Der Predigttext steht in Matthäus 1, 1-17

1 Dies ist das Buch der Geschichte Jesu Christi, des Sohnes Davids, des Sohnes Abrahams.
2 Abraham zeugte Isaak. Isaak zeugte Jakob. Jakob zeugte Juda und seine Brüder. 3 Juda zeugte Perez und Serach mit der Tamar. Perez zeugte Hezron. Hezron zeugte Ram. 4 Ram zeugte Amminadab. Amminadab zeugte Nachschon. Nachschon zeugte Salmon. 5 Salmon zeugte Boas mit der Rahab. Boas zeugte Obed mit der Rut. Obed zeugte Isai. 6 Isai zeugte den König David. David zeugte Salomo mit der Frau des Uria. 7 Salomo zeugte Rehabeam.
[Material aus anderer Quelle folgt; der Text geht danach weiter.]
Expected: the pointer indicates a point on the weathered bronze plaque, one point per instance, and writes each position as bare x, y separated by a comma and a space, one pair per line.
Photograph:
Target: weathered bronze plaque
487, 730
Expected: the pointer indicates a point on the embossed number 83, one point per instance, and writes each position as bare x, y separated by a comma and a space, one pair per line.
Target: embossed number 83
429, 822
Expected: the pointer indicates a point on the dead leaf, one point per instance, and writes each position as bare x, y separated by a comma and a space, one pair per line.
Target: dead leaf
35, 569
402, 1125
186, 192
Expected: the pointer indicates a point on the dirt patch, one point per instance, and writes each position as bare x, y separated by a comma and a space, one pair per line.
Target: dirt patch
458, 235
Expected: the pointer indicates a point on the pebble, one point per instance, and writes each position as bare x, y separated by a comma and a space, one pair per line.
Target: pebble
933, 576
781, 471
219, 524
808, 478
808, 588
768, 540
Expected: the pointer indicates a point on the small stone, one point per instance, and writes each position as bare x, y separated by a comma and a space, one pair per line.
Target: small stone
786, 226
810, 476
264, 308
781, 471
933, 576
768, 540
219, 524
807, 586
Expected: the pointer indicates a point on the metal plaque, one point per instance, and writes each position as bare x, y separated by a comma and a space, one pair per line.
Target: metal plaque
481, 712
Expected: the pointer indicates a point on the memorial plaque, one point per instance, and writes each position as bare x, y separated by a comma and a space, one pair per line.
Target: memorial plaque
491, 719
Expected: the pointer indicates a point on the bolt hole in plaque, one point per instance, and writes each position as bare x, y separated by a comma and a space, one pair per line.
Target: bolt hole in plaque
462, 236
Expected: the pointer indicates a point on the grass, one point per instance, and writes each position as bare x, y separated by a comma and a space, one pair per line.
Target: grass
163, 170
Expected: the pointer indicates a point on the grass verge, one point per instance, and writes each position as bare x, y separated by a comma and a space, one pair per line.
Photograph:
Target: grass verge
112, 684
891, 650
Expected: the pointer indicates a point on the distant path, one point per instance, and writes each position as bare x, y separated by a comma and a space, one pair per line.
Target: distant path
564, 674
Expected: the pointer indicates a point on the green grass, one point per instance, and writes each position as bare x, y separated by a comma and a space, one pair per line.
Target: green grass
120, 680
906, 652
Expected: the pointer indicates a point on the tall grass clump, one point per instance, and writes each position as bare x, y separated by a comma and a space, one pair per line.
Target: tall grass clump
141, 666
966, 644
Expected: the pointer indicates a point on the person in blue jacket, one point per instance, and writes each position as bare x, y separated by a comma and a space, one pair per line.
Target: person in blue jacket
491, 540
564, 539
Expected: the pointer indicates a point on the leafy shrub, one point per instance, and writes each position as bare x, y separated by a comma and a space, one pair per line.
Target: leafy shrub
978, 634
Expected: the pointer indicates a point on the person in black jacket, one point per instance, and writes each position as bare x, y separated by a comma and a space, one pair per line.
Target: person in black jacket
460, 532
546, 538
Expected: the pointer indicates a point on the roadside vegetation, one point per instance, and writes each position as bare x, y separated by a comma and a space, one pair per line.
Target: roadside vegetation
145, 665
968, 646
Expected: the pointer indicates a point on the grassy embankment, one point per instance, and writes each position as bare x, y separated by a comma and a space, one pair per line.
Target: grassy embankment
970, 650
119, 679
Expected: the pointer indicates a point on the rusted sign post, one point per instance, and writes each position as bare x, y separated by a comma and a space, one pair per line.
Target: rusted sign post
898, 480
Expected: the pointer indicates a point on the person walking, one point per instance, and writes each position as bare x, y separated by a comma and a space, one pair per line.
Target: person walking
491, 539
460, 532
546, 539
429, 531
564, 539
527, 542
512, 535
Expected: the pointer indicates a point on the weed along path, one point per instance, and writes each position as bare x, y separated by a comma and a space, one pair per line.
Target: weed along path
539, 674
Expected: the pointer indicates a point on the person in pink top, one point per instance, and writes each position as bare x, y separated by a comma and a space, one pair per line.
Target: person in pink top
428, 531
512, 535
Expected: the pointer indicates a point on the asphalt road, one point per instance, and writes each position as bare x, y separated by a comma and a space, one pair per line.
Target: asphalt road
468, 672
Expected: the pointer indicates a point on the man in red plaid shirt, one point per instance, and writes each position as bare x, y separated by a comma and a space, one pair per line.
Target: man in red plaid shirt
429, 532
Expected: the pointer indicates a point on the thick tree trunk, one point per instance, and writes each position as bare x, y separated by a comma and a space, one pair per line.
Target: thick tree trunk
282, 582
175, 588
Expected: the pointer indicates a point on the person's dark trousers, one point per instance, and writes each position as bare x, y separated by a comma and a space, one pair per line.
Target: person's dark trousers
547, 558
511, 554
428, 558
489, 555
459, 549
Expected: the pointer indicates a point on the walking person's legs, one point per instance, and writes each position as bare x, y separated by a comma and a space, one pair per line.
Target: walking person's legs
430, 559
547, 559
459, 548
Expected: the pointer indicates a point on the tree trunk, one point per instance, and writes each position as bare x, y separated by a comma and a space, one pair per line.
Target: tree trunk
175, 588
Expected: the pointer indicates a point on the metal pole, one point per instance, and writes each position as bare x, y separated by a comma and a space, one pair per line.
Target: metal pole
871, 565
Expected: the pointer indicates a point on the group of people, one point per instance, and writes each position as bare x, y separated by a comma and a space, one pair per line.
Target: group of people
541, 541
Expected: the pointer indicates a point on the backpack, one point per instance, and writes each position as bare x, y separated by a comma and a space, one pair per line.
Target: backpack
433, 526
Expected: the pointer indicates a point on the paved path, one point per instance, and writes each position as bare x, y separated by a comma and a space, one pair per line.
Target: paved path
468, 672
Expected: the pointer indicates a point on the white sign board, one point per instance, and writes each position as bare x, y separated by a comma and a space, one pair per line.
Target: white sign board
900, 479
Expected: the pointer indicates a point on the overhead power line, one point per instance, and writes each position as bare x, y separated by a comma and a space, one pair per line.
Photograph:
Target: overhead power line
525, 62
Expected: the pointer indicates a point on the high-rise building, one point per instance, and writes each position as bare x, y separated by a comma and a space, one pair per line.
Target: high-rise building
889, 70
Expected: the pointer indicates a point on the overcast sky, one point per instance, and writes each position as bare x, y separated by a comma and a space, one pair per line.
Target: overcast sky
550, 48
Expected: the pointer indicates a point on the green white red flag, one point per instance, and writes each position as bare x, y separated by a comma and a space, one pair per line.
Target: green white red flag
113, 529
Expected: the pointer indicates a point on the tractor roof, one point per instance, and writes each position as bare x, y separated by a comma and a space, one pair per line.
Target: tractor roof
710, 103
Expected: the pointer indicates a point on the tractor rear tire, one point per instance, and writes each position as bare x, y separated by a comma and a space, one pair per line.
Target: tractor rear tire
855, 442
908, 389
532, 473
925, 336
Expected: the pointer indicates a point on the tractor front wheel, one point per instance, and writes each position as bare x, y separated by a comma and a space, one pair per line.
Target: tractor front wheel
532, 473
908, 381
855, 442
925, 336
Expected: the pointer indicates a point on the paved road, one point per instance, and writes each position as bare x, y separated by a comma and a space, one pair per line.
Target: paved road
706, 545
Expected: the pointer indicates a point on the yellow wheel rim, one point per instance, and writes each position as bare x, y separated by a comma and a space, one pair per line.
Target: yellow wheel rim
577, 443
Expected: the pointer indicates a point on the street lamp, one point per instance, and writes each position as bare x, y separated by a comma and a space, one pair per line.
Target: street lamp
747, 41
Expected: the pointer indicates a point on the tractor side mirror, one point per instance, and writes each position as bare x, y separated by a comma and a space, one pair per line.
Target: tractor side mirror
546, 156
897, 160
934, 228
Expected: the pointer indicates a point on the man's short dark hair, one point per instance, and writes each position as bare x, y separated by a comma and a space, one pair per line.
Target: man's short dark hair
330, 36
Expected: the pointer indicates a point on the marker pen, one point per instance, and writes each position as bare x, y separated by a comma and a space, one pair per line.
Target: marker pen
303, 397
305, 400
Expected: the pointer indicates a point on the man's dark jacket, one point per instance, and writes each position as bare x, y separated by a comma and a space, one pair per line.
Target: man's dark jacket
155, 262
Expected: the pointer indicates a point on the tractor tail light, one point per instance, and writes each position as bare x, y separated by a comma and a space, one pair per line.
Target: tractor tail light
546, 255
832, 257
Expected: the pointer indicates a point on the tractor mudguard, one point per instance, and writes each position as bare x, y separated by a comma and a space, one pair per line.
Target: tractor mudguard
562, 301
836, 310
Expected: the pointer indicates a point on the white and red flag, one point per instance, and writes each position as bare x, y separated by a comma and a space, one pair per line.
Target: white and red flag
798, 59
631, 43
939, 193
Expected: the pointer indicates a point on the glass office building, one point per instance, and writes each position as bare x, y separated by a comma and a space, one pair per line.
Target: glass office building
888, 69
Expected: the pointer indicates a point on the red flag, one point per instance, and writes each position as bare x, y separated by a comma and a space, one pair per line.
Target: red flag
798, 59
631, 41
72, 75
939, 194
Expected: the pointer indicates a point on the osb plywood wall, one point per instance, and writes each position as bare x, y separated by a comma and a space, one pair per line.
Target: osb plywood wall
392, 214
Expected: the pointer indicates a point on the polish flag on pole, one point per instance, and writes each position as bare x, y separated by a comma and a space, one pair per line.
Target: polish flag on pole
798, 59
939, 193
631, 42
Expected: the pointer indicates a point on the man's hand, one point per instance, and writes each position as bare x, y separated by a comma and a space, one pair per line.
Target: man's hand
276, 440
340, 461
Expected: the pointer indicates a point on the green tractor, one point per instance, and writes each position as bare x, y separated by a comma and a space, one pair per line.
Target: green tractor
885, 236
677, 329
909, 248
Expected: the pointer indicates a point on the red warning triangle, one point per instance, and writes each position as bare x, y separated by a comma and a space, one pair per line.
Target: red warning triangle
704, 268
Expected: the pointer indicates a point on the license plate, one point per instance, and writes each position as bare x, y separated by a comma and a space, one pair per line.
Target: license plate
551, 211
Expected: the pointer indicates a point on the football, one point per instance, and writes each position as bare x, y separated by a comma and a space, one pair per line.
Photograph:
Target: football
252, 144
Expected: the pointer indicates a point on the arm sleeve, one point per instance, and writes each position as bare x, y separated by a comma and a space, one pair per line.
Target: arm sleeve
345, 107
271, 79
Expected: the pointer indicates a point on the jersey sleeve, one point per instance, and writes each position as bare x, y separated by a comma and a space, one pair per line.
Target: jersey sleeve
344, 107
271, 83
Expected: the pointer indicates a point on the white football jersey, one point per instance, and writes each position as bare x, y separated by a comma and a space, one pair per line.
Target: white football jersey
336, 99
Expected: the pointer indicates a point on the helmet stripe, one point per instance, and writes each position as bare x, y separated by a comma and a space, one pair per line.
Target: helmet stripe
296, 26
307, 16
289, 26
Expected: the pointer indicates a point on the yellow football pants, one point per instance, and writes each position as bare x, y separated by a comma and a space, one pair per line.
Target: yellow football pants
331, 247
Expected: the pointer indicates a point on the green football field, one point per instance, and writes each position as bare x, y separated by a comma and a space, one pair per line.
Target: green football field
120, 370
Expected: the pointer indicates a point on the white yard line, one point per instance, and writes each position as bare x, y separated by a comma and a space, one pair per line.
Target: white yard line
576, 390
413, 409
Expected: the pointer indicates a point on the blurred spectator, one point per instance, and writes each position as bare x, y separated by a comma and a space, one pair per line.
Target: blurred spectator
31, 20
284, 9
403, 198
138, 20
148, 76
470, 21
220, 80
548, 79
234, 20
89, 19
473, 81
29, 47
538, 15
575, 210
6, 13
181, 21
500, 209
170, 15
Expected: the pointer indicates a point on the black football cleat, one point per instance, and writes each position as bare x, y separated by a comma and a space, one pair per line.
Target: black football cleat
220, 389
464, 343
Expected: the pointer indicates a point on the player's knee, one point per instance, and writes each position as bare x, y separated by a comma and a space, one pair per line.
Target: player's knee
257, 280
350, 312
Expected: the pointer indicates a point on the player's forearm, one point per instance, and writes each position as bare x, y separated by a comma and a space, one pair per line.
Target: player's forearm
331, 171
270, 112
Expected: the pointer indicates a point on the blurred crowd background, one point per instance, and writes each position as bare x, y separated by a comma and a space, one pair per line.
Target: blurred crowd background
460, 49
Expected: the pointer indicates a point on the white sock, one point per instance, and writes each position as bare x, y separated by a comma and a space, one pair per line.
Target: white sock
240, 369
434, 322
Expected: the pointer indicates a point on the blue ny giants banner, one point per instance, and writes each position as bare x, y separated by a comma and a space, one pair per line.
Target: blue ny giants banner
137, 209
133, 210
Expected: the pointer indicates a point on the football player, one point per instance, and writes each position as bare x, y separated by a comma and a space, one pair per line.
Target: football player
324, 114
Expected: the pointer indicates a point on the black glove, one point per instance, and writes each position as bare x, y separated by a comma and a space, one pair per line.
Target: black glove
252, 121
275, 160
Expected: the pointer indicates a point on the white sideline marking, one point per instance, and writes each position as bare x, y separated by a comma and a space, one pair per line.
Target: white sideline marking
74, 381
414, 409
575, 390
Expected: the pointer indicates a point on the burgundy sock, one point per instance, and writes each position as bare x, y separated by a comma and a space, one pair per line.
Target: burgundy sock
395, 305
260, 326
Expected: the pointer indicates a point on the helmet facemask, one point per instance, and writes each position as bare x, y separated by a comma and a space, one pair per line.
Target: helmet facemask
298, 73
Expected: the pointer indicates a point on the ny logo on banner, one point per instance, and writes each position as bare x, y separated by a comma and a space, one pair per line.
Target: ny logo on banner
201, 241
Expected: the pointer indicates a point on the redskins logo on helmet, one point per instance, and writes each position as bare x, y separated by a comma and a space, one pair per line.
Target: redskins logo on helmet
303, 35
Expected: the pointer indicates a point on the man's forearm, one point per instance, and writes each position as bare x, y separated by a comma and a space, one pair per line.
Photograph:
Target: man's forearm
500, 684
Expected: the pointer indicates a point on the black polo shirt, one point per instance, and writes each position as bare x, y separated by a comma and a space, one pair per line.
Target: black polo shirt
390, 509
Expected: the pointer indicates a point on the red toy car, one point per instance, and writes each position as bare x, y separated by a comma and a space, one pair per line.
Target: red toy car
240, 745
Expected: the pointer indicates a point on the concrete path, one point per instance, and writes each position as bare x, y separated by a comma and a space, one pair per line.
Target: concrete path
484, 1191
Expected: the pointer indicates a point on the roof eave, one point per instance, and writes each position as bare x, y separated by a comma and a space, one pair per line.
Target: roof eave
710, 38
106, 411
Rehabeam zeugte Abija. Abija zeugte Asa. 8 Asa zeugte Joschafat. Joschafat zeugte Joram. Joram zeugte Usija. 9 Usija zeugte Jotam. Jotam zeugte Ahas. Ahas zeugte Hiskia. 10 Hiskia zeugte Manasse. Manasse zeugte Amon. Amon zeugte Josia. 11 Josia zeugte Jojachin und seine Brüder um die Zeit der babylonischen Gefangenschaft.
12 Nach der babylonischen Gefangenschaft zeugte Jojachin Schealtiël. Schealtiël zeugte Serubbabel. 13 Serubbabel zeugte Abihud. Abihud zeugte Eljakim. Eljakim zeugte Azor. 14 Azor zeugte Zadok. Zadok zeugte Achim. Achim zeugte Eliud. 15 Eliud zeugte Eleasar. Eleasar zeugte Mattan. Mattan zeugte Jakob. 16 Jakob zeugte Josef, den Mann Marias, von der geboren ist Jesus, der da heißt Christus.
17 Alle Geschlechter von Abraham bis zu David sind vierzehn Geschlechter. Von David bis zur babylonischen Gefangenschaft sind vierzehn Geschlechter. Von der babylonischen Gefangenschaft bis zu Christus sind vierzehn Geschlechter.

Liebe Gemeinde,

Salmon zeugte Boas mit der Rahab… – vermutlich haben Sie noch nie einen solchen Predigttext zu Weihnachten gehört, ich auch nicht: einen Stammbaum über 14 Generationen – Keine von den Geschichten, die wir zu Weihnachten so lieben: von Maria und Joseph, den Hirten, den Weisen aus dem Morgenland.
Nicht mal eine Lebensgeschichte wird erzählt. Sondern einfach nur konstatiert: der zeugte den und der den… Jesus als Krone eines vielfachen Zeugungsvorgangs.
Wie kommen wir da zu unserer Weihnachtsbotschaft? Ich möchte es in 3 Schritten versuchen.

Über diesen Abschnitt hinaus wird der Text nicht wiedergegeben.